One of the common faults of high-handicappers is a steep downswing that digs deep divots pointing left of the target (for right-handed golfers). These players are often told to take the club back straighter, but that only makes the swing plane more vertical.
Here's a good remedy: Rehearse a baseball or T-ball swing, keeping the shaft as parallel to the ground as possible and below your shoulders as you go back and through (right). Get a feel for this extremely flat plane. Because golf is played from side-on, and not croquet-style, the club has to go around the body. This move is exaggerated, which should help you transfer the around-the-body feeling to your real swing.
The chunked pitch often occurs when a player shifts weight to the back foot and never shifts it forward; this positions the low point of the swing behind the ball. Remember this: In pitching, you want to set and keep your weight on your front side. At address, lean your entire body, not just your lower body, slightly toward the target.

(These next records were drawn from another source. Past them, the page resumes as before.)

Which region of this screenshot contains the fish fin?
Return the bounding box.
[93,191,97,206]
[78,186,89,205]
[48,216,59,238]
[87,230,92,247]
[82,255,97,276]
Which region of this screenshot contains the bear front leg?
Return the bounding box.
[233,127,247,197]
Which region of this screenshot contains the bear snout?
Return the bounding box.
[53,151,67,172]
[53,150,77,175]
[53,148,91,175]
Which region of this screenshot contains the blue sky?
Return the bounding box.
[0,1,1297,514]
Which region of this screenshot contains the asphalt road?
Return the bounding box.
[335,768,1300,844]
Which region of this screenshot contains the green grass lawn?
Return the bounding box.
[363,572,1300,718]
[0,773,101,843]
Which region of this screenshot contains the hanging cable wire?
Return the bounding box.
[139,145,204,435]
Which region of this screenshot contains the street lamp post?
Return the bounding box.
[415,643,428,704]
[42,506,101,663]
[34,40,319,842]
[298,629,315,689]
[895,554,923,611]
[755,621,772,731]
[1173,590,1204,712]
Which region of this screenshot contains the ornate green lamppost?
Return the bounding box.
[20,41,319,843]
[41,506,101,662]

As far as a practice swing, it's a good idea to start with 80 percent of your weight on your front foot. In fact, lean your back foot inward so the heel is just off the ground (right). Then, as you make practice swings, maintain the heel in that position. This will keep any significant weight off your back foot. While rehearsing the pitching motion, think about the pressure you're putting into the ground with your front foot; make sure it remains constant as you swing.
When you get to your ball, the first thing you should do is find your yardage and pick a club. It helps to know how far you hit each club on average -- not on your career shot. It's important that you commit to whatever club you pull. Make a good choice, and get into the habit of not second-guessing it.